What exactly is minors,adjoints and adjugates?

Question

I have been learning about determinants recently and I am having difficulties understanding these three things. I completely understand them computationally, my trouble comes when I'm trying to figure out why these things where made up. I would like someone to shed light on the 'why' behind this or maybe give me a little history behind how these things came into existence.

Answer 1

Minors of matrices: determinants of sub-matrices that are obtained after deleting an equal number of rows and columns. Application: Laplace formula for determinants. (Sometimes the submatrices itself are called the minors.)

Adjoints of matrices: $A^T$ or $A^H$ for real or complex matrices with Euclidean inner product on $\mathbb R^n$ or $\mathbb C^n$.

Adjugates: the matrix build up of minors of $A$, which satisfies the curious identity $A \cdot \text{adj}(A) = \det(A)\cdot I$.

Answer 2

After more than three years, I think I understand this well enough to answer. So suppose we have a $3x3$ determinant, we can think of it as a scalar product of row vectors or three column vectors.

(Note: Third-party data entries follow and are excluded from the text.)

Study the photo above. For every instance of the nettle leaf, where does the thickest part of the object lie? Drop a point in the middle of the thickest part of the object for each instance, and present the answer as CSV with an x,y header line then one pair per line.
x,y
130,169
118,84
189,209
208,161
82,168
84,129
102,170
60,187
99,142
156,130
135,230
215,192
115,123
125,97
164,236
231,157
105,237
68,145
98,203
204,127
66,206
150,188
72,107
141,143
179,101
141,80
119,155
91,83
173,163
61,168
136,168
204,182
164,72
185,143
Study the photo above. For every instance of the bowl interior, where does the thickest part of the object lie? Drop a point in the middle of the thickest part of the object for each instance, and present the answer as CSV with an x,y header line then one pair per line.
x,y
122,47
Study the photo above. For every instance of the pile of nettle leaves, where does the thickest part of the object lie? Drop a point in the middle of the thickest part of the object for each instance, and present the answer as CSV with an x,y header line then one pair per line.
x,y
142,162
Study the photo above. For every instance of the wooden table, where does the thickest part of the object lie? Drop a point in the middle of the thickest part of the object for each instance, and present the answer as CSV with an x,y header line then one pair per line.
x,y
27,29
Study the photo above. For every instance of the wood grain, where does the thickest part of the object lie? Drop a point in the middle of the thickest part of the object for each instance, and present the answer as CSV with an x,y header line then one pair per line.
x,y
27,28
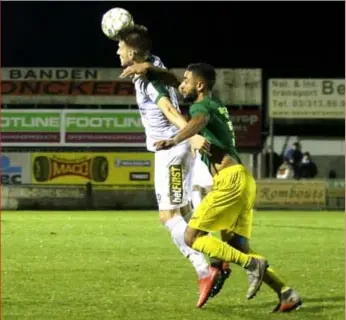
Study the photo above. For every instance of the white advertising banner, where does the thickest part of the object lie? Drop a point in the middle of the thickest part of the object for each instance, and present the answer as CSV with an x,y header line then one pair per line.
x,y
306,98
103,86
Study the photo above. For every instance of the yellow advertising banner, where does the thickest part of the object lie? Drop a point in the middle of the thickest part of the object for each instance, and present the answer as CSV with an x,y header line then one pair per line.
x,y
103,170
290,192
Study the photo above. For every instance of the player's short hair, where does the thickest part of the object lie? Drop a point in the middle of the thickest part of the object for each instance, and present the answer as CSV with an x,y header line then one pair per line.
x,y
136,37
204,71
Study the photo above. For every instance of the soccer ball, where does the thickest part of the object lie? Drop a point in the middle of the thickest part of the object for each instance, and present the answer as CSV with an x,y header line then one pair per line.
x,y
114,20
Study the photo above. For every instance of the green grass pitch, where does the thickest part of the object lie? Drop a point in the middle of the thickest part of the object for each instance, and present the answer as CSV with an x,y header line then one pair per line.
x,y
123,265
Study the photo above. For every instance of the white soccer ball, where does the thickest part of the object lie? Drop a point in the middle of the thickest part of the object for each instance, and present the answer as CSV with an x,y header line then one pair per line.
x,y
114,20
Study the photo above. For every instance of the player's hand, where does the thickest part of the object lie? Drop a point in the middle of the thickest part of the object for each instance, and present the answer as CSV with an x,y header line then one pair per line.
x,y
200,143
164,144
136,68
193,152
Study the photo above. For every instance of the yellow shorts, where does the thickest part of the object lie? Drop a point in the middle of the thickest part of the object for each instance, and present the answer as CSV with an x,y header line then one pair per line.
x,y
229,206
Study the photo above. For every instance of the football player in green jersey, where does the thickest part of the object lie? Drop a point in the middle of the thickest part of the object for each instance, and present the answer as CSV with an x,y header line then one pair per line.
x,y
228,208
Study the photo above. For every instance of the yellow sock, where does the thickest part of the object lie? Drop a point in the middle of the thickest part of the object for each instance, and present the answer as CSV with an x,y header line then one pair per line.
x,y
272,279
216,248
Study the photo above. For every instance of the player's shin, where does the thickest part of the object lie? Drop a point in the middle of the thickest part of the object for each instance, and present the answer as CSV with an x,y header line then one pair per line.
x,y
216,248
196,198
272,279
177,226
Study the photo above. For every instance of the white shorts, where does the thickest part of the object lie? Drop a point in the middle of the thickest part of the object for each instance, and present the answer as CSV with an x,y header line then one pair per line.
x,y
172,177
200,173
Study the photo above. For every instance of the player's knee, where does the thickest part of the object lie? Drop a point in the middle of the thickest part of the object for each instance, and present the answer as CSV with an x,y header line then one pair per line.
x,y
166,215
241,243
191,235
196,188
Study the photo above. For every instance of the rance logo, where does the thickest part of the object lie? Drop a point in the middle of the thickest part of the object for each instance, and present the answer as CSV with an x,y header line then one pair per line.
x,y
176,184
50,168
61,167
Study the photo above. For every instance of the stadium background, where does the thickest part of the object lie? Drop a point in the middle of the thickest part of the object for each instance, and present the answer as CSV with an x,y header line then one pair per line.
x,y
83,149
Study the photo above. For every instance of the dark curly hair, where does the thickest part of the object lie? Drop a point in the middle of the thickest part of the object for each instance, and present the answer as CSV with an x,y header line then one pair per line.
x,y
204,71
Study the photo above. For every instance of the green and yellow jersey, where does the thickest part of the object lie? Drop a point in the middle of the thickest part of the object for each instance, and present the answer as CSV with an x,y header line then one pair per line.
x,y
218,131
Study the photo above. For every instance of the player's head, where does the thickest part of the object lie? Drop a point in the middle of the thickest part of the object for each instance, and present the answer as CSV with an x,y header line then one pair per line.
x,y
198,81
134,45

I will take the column vector picture.

In the column vector picture, the minors relate to the projection of the area along one of the planes spanned by basis. Let me make this concrete:

$$ \begin{bmatrix} p &q & r \end{bmatrix}= \begin{bmatrix} p_1 & q_1 & r_1 \\ p_2 & q_2 & r_2 \\ p_3 & q_3 & r_3 \end{bmatrix}$$

In the above, suppose we evaluate the minor $A_{22}$ , we'd have:

$$ \begin{vmatrix} p_1 &r_1 \\ p_3 & r_3\end{vmatrix}$$

What does the above mean? Well you take the first and third column vector, you find the area spanned by them, then you project that area to the x-z plane and you take the absolute value of it.

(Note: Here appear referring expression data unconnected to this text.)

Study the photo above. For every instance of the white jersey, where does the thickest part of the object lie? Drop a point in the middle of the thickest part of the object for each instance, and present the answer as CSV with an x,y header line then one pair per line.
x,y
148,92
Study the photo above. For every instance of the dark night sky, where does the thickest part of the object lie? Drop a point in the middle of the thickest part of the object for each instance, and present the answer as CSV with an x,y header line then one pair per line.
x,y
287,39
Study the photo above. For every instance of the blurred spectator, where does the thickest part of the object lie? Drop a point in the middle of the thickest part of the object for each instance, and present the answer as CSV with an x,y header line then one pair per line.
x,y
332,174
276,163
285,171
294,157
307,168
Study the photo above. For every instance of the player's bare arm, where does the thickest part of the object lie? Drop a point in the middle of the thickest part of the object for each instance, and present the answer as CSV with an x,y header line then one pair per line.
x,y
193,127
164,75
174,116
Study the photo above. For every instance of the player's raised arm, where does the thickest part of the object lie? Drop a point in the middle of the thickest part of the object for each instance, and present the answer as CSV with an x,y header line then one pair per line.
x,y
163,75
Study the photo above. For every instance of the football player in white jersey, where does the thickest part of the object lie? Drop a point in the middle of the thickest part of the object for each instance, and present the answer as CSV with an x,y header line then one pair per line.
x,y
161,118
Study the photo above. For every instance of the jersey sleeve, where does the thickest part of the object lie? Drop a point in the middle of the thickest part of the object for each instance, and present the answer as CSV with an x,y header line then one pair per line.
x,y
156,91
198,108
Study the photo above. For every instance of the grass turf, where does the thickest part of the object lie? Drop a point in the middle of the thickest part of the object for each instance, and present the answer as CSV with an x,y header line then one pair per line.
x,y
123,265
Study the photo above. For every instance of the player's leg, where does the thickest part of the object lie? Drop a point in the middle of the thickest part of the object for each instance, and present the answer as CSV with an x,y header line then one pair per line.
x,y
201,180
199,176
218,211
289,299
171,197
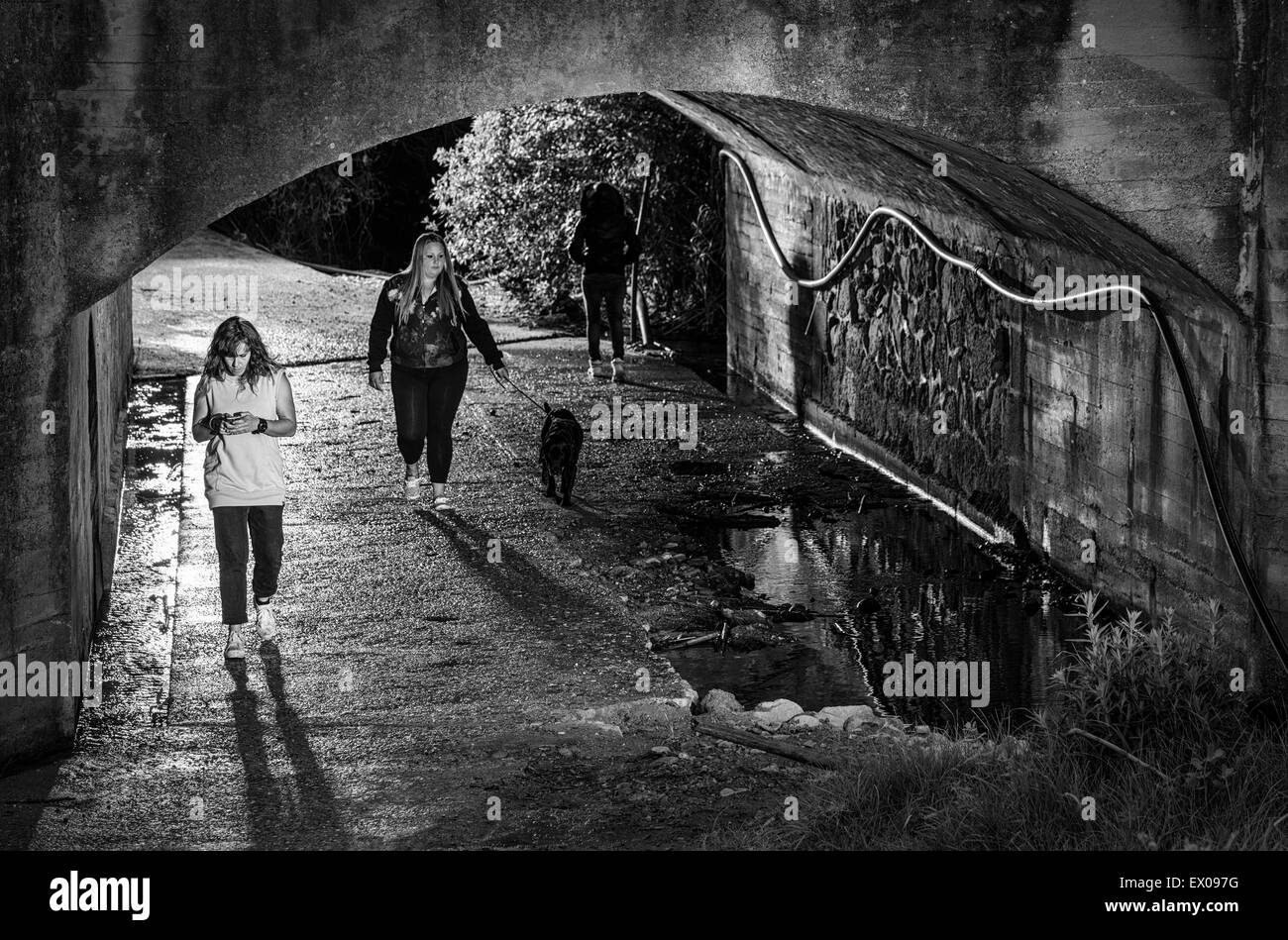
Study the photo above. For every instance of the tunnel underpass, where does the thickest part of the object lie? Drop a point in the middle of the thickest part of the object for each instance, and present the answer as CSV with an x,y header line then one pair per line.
x,y
1044,430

The cofactor matrix is when you don't take the absolute value of the above. We have the following relation between cofactors and minors:

$$ C_{ij} = |A_{ij}|$$

In the book I was referring in 2019, adjugate= adjoint as remarked by wiki:

The adjugate has sometimes been called the "adjoint"

I will use the word adjugate from now on. The adjugate matrix can be constructed the following way:

$$ adj( \begin{bmatrix} p &q & r \end{bmatrix}) = \begin{bmatrix} q \times r & p \times r & p \times q \end{bmatrix}$$

Where $\times$ is the cross product operator. It is clear that if we multiply ,

$$\begin{bmatrix} q \times r & p \times r & p \times q \end{bmatrix} \begin{bmatrix} p & q &r \end{bmatrix} = \det A$$

If one doesn't see the above immediately, expand everything out in components and do it. The above construction makes everything clear, and in my personal opinion, also easier to compute.